Twilight (Twilight, #1) Twilight by Stephenie Meyer

Stephanie Meyer has noted that each of the novels in the Twilight Saga pays homage to other literary classics. For Twilight, she has said Pride and Prejudice was the key inspiration. Well, I suppose it isn’t any worse than some of the other P&P fanfic out there. Beyond the superficial – the relationship of Bella and her father, a mother prone to hystrionics, a boyfriend who goes out of his way to avoid her (at first), and a passionate love that develops out of very little substance, oh, and a few letters thrown in here and there – there is no comparison. Bella is no Elizabeth Bennet. She is a very insecure teenager who seems to have a classic martyr complex. While Edward is a creepy stalker, made somehow wholesome by the fact that he abstains from human blood.

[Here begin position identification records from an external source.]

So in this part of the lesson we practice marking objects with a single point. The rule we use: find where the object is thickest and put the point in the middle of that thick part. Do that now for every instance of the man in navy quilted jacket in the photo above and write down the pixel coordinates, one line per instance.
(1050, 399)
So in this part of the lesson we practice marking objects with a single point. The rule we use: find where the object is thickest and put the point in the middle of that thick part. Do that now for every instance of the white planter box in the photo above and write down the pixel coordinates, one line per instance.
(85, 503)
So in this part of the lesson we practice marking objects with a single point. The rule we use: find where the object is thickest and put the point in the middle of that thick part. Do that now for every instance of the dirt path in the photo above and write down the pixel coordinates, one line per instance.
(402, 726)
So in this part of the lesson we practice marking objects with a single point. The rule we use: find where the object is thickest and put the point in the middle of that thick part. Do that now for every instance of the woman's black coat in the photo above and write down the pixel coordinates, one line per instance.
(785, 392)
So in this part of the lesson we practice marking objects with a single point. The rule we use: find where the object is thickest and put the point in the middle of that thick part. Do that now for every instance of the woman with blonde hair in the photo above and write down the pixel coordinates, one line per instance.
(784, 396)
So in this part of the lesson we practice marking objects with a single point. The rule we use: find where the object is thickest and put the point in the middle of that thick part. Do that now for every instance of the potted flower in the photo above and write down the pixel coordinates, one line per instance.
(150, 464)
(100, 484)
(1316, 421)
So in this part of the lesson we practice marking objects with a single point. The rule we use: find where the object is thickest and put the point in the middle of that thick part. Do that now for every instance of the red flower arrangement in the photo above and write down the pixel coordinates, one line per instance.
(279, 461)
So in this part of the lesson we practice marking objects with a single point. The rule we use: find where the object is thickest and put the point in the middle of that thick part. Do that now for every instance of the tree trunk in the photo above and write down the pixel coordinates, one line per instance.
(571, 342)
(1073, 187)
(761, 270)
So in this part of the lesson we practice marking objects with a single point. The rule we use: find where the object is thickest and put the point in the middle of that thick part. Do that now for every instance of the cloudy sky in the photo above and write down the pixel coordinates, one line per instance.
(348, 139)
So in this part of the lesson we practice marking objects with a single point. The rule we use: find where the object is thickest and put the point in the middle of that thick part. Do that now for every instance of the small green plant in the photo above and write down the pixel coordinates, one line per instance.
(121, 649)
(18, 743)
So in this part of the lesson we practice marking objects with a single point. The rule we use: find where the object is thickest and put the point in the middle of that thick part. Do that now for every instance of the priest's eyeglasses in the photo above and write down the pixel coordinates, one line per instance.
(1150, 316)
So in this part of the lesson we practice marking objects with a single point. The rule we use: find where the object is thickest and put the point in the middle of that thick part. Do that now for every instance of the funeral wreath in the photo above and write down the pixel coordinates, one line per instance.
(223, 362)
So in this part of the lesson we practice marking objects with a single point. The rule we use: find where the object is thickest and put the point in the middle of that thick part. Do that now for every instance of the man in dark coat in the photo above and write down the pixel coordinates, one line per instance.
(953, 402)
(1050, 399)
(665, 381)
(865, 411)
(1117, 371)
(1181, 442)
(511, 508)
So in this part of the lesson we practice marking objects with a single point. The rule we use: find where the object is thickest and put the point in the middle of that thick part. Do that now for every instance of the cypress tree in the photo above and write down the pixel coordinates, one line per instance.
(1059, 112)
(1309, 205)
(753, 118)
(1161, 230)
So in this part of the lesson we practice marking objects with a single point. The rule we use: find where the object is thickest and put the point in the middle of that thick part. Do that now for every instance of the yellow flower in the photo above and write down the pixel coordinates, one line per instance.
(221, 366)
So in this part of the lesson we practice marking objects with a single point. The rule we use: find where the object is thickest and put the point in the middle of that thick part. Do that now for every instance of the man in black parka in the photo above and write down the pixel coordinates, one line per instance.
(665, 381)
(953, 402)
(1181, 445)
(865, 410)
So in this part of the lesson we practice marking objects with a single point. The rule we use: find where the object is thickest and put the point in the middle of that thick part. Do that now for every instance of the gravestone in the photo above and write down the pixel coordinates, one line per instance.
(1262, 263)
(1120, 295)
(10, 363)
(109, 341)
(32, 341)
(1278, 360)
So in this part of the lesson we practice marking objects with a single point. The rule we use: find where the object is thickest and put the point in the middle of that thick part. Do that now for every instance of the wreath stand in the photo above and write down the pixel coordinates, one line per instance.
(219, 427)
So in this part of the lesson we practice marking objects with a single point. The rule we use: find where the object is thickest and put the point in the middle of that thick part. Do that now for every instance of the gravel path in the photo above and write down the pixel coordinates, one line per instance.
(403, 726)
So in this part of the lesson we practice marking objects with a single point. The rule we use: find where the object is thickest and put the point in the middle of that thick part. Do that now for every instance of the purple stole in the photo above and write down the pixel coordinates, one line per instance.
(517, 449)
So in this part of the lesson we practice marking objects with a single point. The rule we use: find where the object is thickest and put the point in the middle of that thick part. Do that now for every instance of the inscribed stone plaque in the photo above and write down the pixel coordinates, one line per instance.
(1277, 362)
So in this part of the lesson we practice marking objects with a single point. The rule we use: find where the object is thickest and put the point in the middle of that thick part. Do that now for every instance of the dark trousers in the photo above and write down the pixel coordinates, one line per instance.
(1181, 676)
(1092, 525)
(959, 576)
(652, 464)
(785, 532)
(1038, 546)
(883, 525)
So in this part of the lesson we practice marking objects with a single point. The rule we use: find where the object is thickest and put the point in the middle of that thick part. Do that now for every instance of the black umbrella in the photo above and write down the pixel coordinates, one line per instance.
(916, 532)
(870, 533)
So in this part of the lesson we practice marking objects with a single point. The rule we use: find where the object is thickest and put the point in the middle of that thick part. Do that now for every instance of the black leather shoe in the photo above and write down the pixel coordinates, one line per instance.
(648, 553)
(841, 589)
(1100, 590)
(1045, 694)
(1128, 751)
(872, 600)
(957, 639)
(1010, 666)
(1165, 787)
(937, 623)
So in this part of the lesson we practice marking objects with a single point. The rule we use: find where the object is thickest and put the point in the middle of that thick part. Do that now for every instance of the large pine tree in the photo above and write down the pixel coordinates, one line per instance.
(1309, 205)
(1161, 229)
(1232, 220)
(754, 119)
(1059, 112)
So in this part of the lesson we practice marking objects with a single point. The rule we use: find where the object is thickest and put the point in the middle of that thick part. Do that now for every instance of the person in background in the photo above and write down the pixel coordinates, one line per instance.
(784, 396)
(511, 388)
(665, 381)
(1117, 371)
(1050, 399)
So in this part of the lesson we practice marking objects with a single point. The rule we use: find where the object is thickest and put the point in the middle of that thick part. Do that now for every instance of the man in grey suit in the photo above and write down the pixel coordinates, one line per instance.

I assigned this book to a local book club of Red Hat ladies because of its popularity. I didn’t know what to expect. To my surprise, they all loved it! What is the appeal, I asked, because I don’t get it. It’s spiritual, one woman replied. It opens you up to the paranormal – I like the idea that there are things out there that we don’t know about. Okay, I get that. It’s a fantasy. On the other hand, these women will tell you that they don’t “like” the fantasy genre. We all have fantasies about flirting with danger. I think the idea of becoming immortal also has a certain appeal. But I still don’t get the romance. I failed to understand what the characters saw in each other. Silly me, wanting some depth of character. It had about as much substance as Nights in Rodanthe by Nicholas Sparks, which I read for the same book club, not too long ago. And that one, we all agreed, was “fluff.” A quick and easy book for a day at the beach – no thinking required.

Perhaps a few Twilight fans will go on to read Pride and Prejudice. Harper has come out with a new “Twilight” edition of classics aimed at teen readers with covers reminiscent of the Twilight series. And will Pride and Prejudice fans turn to the likes of “Mr. Darcy, Vampire”? I have to admit that there is a certain logic behind imagining the haughty and stone-faced Fitzwilliam Darcy as a vampire.